Reputation: 1151
I am still in a learning phase in python and wanted to know how do we roll up the data and count the duplicate data rows in a column called count
The data frame structure is as follows
Col1| Value
A | 1
B | 1
A | 1
B | 1
C | 3
C | 3
C | 3
C | 3
My result should be as follows
Col1|Value|Count
A | 1 | 2
B | 1 | 2
C | 3 | 4
Upvotes: 2
Views: 3913
Reputation: 81
You can also try:
df.groupby('Col1')['Value'].value_counts().reset_index(name='Count')
Upvotes: 0
Reputation: 76391
Roman Pekar's fine answer is correct for this case. However, I saw it after trying to write a solution for the general case stated in the text of your question, not just the example with specific column names. So, for the general case, consider:
df.groupby([df[c] for c in df.columns]).size().reset_index().rename(columns={0: 'Count'})
For example:
import pandas as pd
df = pd.DataFrame({'Col1': ['a', 'a', 'a', 'b', 'c'], 'Value': [1, 2, 1, 3, 2]})

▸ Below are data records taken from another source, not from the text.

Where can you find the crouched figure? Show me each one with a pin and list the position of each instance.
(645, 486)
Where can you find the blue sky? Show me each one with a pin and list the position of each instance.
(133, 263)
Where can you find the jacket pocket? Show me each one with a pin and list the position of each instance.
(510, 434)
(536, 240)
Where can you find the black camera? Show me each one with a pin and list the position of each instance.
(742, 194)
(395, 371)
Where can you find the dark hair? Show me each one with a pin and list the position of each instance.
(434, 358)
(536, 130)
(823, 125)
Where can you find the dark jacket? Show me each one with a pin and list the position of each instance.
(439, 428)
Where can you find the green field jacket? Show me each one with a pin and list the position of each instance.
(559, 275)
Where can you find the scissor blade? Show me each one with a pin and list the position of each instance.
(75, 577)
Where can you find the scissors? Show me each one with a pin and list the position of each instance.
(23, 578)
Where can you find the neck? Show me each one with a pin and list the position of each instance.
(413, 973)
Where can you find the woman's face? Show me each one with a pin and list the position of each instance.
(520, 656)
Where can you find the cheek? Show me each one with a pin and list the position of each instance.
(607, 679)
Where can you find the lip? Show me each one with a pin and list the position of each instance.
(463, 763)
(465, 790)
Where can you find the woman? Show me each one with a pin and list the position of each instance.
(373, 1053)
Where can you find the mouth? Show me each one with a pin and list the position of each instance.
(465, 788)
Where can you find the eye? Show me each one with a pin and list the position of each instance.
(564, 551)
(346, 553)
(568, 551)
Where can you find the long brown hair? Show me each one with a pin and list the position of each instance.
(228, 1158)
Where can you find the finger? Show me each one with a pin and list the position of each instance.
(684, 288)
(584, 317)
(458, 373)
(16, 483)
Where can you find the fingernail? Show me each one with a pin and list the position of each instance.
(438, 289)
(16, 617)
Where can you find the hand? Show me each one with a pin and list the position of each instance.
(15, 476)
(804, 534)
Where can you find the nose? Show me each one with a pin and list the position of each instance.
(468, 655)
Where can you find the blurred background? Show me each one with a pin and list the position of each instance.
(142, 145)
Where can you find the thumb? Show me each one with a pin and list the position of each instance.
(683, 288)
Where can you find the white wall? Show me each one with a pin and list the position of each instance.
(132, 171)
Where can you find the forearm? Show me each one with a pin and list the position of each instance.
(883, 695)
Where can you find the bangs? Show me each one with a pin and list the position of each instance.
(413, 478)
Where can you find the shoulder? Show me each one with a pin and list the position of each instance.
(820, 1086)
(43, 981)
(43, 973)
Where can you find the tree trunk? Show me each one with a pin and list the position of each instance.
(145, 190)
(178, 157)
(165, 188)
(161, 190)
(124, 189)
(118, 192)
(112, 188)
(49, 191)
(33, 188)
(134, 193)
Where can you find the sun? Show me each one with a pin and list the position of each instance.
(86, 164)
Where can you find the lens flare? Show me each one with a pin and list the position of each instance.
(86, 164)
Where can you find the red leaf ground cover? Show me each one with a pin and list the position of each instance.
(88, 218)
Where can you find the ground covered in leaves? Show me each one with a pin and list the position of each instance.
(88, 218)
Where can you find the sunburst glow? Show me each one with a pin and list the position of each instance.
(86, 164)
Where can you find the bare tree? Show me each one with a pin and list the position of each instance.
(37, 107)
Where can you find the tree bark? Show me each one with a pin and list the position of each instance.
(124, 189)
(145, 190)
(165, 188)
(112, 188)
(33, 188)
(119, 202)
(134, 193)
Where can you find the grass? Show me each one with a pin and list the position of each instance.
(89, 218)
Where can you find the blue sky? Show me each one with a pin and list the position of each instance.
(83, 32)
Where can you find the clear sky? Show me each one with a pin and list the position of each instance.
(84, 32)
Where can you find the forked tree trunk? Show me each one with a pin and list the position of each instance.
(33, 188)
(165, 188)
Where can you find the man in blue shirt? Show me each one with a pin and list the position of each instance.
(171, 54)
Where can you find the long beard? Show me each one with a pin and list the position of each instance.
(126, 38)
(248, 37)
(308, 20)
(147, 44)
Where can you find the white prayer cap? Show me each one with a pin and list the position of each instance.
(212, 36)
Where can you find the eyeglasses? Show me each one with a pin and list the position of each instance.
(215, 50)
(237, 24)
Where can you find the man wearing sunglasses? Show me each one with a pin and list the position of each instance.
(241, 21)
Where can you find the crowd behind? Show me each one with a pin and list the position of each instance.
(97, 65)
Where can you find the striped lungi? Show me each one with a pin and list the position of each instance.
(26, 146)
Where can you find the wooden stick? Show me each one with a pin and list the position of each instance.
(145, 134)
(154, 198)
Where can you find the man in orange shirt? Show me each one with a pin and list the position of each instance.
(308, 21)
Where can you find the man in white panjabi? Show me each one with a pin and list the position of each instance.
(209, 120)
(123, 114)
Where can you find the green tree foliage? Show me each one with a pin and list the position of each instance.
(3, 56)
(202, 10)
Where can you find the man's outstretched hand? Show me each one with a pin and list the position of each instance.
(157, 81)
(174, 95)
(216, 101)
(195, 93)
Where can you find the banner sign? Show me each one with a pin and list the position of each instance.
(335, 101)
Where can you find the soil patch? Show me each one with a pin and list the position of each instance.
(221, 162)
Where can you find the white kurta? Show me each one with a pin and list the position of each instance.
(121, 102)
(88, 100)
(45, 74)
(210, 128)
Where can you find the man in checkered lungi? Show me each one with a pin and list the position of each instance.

>>> df.groupby([df[c] for c in df.columns]).size().reset_index().rename(columns={0: 'Count'})
Col1 Value Count
0 a 1 2
1 a 2 1
2 b 3 1
3 c 2 1
Upvotes: 3
Reputation: 117636
>>> df2 = df.groupby(['Col1', 'Value']).size().reset_index()
>>> df2.columns = ['Col1', 'Value', 'Count']
>>> df2
Col1 Value Count
0 A 1 2
1 B 1 2
2 C 3 4
Upvotes: 5